- Born: 1926 Balpurva, Kannauj district, Uttar Pradesh, India
- Died: 1996 (aged 69–70)
- Other name: Gulab jaan
- Occupations: Stage performer Folk musician
- Known for: Nautanki
- Awards: Padma Shri

= Gulab Bai =

Actor

Gulab Bai (1926–1996), popularly known as Gulab jaan, was an Indian stage performer of Nautanki, the first female artist of the traditional operatic drama and considered by many as its pre-eminent exponent. She was the founder of the Great Gulab Theatre Company, a successful Nautanki troupe. The Government of India awarded her the fourth highest civilian award of Padma Shri in 1990.

==Biography==
Gulab Bai was born in 1926 in Balpurva, in Farrukhabad district of the Indian state of Uttar Pradesh in Bedia caste, a backward community of entertainment performers.
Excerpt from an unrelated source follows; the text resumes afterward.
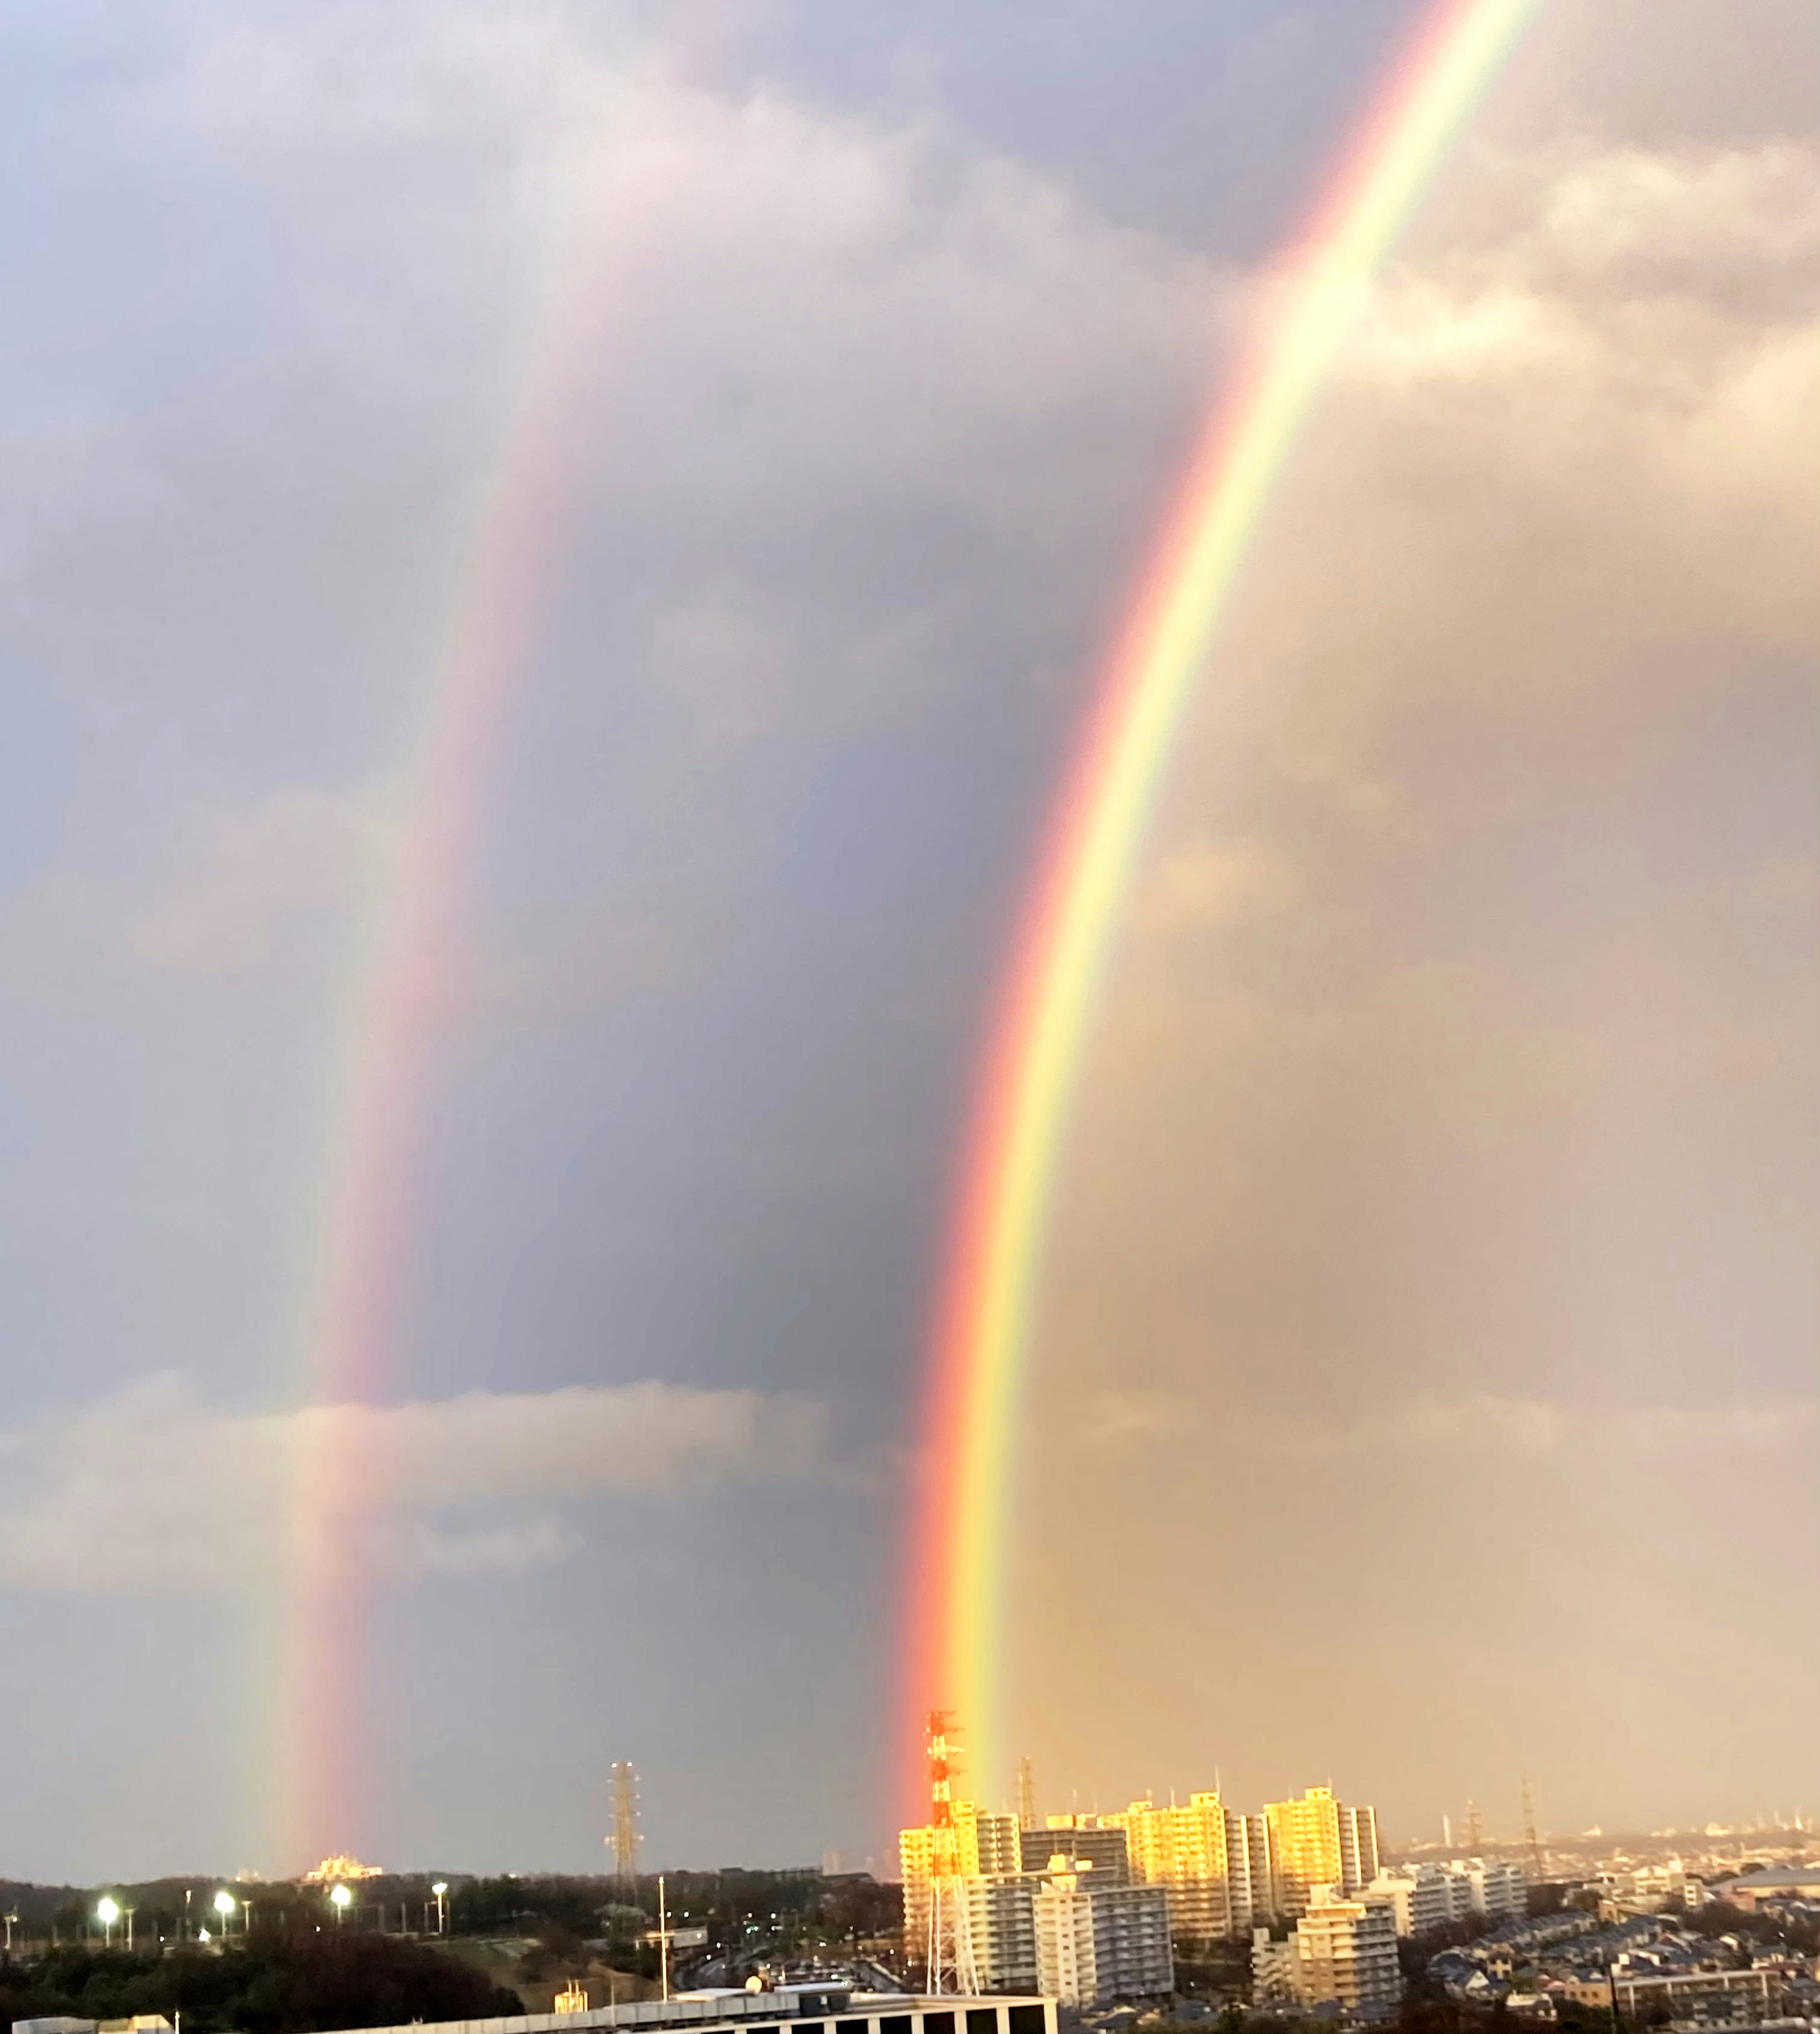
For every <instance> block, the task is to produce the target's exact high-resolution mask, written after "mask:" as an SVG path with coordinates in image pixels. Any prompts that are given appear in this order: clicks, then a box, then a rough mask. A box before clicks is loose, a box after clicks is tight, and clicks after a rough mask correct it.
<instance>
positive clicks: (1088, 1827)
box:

She started formal training in singing under Ustad Trimohan Lal of the Kanpur gharana and Ustad Mohammad Khan of the Hathras gharana in 1931 and began performing in public by joining Trimohan Lal's Nautanki troupe at the age of thirteen, becoming the first female performer of the art form. Soon, she developed an individual style of singing which earned her the moniker, Guba jaan.

Her rising popularity helped her to establish a Nautanki troupe of her own, the Great Gulab Theatre Company, against the wishes of Trimohan Lal. The company was said to be an instant success. The responsibility of the management of the company and her growing age forced her to curb her own performances by the 1960s and she groomed her little sister, Sukhbadan, later day Nanda Guha, as the leading performer, who over the years became a noted performer in her own right. Her daughter, Madhu, is also a known performer. Towards the latter part of her career, Nautanki's appeal, as an art form, gradually waned.

The Government of India honoured her with the civilian award of the Padma Shri in 1990. Six years later, she died, at the age of 70. Her life has been documented in a biography by Deepti Priya Mehrotra, under the name, Gulab Bai: The Queen of Nautanki Theatre; the book was published by Penguin India. Her life story was also the theme of a play, enacted on stage in May 2014 at Kanpur.